Surely the quality of their game hurt their projections (not enough to stop a sequel and a spinoff) enough to make them wary the second time of asking. More importantly though, maybe gamers would be reluctant to play this game due to the quality of ‘Dead Island’ – how could they get this game into drives around the world?
First rule of commerce guys – supply and demand.
If there is no demand – create it through limiting supply. Seeing something sold out creates the sense that is of a high quality, but seeing something not get to shops creates a sense of curiosity – hello digital download!
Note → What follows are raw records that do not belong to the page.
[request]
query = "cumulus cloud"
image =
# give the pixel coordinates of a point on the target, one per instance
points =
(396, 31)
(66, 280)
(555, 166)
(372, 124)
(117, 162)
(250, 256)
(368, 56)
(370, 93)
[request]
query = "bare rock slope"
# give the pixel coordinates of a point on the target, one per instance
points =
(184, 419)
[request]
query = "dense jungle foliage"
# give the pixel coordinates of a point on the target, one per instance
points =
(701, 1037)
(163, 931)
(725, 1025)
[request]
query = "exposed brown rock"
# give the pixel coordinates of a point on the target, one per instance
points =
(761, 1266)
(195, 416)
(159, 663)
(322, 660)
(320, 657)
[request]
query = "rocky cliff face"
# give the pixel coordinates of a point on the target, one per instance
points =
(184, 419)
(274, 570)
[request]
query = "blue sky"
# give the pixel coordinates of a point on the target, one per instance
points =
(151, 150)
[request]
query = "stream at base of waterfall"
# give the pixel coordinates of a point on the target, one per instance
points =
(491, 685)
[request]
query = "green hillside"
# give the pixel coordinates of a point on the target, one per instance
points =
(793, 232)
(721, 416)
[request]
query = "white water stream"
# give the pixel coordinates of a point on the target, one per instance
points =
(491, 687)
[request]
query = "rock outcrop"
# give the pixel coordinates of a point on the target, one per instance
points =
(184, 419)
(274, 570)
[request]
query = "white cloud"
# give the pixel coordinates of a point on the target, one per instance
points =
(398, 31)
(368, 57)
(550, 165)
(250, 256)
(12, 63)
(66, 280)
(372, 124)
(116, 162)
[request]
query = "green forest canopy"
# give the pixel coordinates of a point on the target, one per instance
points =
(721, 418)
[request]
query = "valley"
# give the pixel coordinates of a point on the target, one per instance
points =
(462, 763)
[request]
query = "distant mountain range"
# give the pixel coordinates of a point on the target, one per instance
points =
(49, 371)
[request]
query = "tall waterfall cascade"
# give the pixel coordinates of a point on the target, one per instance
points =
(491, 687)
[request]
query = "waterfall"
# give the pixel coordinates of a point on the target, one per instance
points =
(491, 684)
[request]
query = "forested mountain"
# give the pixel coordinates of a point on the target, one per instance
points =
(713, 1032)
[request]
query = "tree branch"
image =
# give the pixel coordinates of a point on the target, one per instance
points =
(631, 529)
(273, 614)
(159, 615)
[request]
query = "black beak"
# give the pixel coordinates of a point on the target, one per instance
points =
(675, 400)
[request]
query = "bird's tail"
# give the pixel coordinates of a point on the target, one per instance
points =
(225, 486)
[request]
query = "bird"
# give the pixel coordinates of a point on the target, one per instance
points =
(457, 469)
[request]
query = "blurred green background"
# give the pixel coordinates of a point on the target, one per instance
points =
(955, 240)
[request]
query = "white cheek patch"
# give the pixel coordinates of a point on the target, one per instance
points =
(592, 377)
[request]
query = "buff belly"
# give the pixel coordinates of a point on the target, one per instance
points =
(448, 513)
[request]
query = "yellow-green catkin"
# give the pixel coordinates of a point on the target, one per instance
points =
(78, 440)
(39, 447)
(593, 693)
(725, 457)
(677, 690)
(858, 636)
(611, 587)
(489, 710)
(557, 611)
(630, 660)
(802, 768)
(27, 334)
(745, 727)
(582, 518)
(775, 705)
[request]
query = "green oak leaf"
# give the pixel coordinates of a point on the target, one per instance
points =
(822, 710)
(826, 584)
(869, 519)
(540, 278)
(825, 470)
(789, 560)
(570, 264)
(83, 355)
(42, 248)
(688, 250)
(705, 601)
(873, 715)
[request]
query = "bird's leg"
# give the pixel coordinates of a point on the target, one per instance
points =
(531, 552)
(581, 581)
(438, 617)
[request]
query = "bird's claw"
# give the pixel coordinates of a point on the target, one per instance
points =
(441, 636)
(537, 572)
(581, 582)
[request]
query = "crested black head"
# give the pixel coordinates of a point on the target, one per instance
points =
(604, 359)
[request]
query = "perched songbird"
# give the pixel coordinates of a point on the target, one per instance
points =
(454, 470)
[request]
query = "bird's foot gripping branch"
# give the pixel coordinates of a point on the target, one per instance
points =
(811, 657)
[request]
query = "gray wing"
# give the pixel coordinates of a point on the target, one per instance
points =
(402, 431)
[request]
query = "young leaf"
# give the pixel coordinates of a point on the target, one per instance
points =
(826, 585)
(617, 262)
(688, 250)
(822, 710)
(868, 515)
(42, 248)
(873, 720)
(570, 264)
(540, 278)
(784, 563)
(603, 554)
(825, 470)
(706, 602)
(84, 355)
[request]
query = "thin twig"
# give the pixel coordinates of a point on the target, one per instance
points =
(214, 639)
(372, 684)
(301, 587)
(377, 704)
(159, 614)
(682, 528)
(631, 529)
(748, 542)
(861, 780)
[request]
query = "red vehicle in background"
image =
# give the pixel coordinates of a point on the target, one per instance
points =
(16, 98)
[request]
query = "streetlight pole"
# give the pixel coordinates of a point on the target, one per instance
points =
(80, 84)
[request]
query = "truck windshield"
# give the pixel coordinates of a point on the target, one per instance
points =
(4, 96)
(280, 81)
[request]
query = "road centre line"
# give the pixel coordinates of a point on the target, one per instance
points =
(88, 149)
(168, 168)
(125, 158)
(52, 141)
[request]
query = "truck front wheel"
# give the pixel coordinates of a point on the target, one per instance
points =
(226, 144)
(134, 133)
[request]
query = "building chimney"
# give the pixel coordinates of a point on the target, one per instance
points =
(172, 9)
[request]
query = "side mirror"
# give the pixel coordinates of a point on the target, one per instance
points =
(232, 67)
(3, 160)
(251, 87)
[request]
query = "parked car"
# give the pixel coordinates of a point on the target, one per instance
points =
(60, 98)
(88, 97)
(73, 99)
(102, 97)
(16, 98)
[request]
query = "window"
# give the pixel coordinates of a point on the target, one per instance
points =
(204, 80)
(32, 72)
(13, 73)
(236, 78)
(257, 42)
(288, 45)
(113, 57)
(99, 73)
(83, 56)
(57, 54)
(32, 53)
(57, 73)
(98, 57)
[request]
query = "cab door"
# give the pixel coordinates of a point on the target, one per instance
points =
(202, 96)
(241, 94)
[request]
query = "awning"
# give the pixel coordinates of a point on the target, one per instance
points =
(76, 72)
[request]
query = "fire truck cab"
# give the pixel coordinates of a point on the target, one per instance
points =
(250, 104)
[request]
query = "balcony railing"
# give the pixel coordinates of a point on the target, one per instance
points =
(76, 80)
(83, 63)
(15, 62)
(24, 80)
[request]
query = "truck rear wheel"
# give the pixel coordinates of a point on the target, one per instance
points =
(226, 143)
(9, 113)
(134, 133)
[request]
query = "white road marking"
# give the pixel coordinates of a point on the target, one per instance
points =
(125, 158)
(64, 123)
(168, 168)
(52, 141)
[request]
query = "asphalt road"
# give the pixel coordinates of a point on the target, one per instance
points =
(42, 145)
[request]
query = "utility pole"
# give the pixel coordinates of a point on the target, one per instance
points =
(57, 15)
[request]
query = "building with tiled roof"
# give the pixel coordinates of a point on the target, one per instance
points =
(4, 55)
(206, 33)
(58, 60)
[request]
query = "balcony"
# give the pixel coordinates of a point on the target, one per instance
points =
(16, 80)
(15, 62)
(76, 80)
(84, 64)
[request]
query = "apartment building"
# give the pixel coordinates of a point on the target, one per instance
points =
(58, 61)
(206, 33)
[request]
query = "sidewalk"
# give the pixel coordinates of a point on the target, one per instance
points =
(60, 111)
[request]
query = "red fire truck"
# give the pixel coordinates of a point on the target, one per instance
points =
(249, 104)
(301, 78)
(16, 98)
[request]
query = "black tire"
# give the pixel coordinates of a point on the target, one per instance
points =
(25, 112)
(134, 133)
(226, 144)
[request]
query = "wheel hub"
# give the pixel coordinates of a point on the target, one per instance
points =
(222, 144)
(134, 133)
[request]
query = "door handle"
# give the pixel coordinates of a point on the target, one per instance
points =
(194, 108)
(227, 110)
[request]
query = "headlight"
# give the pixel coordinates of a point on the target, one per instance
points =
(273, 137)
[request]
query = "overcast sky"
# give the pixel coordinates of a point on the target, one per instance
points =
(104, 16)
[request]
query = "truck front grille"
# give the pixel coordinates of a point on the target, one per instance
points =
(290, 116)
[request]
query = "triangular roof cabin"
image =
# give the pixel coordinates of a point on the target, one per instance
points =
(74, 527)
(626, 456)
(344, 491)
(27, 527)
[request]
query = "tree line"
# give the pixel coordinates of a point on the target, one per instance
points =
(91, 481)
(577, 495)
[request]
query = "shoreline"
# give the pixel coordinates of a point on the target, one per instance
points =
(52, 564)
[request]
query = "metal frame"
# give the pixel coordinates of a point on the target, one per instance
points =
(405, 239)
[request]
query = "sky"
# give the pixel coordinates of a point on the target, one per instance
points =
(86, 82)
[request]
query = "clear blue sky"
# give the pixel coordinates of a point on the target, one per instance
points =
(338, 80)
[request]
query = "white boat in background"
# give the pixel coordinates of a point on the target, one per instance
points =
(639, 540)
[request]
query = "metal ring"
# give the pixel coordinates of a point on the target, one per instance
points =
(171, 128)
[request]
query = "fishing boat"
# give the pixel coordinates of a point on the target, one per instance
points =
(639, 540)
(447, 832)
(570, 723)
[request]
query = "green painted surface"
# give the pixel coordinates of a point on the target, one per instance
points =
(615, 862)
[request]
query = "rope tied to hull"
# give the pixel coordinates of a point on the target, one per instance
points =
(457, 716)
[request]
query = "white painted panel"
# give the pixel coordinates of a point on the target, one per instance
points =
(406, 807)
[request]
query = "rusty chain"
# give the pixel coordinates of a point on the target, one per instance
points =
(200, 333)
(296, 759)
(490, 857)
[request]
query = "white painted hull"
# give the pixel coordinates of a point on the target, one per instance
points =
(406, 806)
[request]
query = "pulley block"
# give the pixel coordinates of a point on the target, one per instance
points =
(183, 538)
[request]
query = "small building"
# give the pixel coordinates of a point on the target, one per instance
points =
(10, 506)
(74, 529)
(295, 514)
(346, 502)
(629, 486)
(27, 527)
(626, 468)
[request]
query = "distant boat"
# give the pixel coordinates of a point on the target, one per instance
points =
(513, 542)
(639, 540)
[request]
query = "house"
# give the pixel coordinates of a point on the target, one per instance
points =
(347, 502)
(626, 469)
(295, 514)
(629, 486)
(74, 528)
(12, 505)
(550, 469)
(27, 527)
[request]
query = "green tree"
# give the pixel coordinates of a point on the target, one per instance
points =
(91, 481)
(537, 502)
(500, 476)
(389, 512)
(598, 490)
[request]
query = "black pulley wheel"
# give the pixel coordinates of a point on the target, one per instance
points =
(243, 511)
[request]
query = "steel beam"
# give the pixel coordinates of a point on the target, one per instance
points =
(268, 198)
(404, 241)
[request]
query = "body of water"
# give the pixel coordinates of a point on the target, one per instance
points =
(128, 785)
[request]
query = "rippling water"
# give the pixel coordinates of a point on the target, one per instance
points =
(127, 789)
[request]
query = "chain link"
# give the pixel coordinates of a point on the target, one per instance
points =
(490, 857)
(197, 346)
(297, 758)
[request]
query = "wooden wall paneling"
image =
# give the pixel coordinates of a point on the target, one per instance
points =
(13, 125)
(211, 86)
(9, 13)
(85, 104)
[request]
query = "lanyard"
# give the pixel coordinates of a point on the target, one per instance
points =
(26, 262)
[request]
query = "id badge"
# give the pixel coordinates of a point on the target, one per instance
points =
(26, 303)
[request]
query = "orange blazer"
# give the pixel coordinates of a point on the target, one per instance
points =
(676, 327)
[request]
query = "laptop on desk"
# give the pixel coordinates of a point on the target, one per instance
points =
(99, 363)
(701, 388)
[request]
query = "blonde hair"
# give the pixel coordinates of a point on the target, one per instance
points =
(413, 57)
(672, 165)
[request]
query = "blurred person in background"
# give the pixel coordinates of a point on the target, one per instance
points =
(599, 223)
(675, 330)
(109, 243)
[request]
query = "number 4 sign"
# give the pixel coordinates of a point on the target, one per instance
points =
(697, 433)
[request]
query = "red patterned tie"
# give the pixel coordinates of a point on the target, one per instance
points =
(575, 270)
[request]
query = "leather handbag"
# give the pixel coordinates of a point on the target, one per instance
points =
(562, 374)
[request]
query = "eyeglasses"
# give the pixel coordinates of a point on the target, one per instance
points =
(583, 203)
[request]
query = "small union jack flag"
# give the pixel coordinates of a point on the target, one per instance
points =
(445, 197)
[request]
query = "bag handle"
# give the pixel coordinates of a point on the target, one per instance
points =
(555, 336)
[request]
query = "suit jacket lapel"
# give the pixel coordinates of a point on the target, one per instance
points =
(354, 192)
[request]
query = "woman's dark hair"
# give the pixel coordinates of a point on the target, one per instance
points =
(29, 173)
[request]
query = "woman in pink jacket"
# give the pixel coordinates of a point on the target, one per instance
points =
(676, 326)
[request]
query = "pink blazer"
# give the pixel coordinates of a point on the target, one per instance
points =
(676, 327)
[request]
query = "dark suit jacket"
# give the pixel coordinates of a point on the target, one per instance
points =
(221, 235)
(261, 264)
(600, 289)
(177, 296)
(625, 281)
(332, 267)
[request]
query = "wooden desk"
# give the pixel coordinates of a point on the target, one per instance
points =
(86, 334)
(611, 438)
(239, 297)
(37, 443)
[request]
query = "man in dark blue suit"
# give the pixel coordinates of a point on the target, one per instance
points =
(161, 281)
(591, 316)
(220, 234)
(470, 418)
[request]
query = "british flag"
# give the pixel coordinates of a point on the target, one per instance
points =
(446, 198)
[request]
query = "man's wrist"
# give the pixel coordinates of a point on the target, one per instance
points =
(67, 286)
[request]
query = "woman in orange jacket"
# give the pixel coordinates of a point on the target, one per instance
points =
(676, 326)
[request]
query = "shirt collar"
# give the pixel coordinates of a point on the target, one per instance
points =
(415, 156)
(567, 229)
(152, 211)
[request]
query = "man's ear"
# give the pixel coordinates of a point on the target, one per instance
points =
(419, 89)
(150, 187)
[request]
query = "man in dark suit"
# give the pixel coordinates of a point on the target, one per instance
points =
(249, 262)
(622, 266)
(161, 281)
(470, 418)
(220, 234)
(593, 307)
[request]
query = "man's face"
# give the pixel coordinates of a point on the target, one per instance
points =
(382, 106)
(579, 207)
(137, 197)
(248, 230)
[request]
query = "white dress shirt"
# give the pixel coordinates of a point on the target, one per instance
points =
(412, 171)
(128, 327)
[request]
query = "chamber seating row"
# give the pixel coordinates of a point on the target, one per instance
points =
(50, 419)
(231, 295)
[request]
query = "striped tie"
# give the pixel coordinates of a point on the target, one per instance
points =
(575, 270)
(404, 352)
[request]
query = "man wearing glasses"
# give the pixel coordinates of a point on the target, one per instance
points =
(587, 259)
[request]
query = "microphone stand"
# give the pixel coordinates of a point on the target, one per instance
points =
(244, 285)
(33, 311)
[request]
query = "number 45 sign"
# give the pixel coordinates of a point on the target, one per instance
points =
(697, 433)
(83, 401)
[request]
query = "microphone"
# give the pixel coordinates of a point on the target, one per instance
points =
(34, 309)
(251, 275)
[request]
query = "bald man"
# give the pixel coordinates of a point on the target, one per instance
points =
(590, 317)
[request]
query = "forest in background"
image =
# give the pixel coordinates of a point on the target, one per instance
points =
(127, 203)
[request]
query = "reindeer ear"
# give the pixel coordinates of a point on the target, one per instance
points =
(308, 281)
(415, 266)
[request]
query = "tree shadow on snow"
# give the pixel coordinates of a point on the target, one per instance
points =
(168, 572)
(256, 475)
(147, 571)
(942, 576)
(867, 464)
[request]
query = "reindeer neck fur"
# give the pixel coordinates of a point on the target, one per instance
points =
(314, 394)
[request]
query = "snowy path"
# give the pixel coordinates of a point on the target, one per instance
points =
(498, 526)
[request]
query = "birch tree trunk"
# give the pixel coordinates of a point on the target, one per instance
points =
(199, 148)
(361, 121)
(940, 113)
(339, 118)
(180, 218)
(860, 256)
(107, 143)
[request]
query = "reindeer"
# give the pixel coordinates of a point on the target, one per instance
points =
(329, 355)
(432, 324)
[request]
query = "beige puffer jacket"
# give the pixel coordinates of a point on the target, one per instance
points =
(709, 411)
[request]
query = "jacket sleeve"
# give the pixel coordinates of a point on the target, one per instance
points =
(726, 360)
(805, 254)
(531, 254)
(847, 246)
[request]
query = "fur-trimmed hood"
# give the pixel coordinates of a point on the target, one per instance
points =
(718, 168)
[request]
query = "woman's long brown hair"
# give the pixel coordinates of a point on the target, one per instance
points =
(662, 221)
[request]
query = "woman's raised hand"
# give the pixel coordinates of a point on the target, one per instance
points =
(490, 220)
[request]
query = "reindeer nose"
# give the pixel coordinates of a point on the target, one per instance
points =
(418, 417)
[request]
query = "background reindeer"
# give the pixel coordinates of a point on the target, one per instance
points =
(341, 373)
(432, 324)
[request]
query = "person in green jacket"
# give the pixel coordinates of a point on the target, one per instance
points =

Goodbye selling the game on!
“but gamers are a patient type they can wat for the physical release!” I hear you scream behind your PC monitor, well, we are not a patient bunch at all. The numbers that Unity sold last year account for our impatience. We are especially impatient when a game we have been looking forward to gets released; we’ll buy it day one.
If it’s not available in a shop who would wait when you can download it and play it in an hour?
If you wanted to play ‘Dying Light’ this was your choice, wait four weeks or four hours (if you have a bad connection); nobody is going to pick the four weeks if they are looking forward to the game.
I do not buy there was a printing error, I see it as an attempt to turn a profit and not risk second-hand sales – this is the first AAA title to have a digital only release (on console)! Imagine those profits (it was actually £10 dearer on PSN than in a shop)…they aren’t losing any money in second-hand sales either – DOUBLE WIN! For the publisher.
I ask you – when you buy a game that is “broken”, has a large day one patch, has a mountain of day one DLC (I’m looking at you ‘Evolve’) or is significantly worse than the same game on a competitors machine, do you believe the excuses?
Do you believe that Ubisoft QA missed Unity’s bugs?
Do you believe that the ‘Evolve’ DLC program benefits you, the gamer?
Do you believe that DiCE were working 24/7 fixing ‘Battlefield 4’?
I believe none of these lies. Companies will stoop to any level to screw its customers in the name of profits. We are nothing but a number affecting share holders bottom lines.
Worse than this.
We are sheep who have allowed this to happen. We have all bought the lie that DLC was the future, rather than a cynical attempt to stop us trading in a game (broadly speaking, i can count the genuinely good DLCs on one hand).
We bought the lie that patches are unavoidable in modern gaming (they maybe so but 12gb of patches for Unity was avoidable).
We bought that ‘AC III’ was being made since before ‘AC II’.
We; my friends, are all culpable and active participants in the way gaming has evolved. We willingly believe publisher hype every time, and we must really take everything with a pinch of salt. How many times have you bought a game only to be sorely disappointed? Countless right?
The real question is how far do we believe them?
Was Hardline really delayed to ensure it was top quality?
Should we believe that ‘Dying Light’ wasnt released physically because of an error. Maybe. Then again they had a lot to gain by having a digital soft launch.
Maybe we believe what we’re told because it is the easier thing to do. Asking questions is a hard thing; you don’t want to sound silly or negative but sometimes you must ask them. For the greater good.
Did you buy ‘Dying Light’ on digital?
What have publishers said that you just haven’t believed?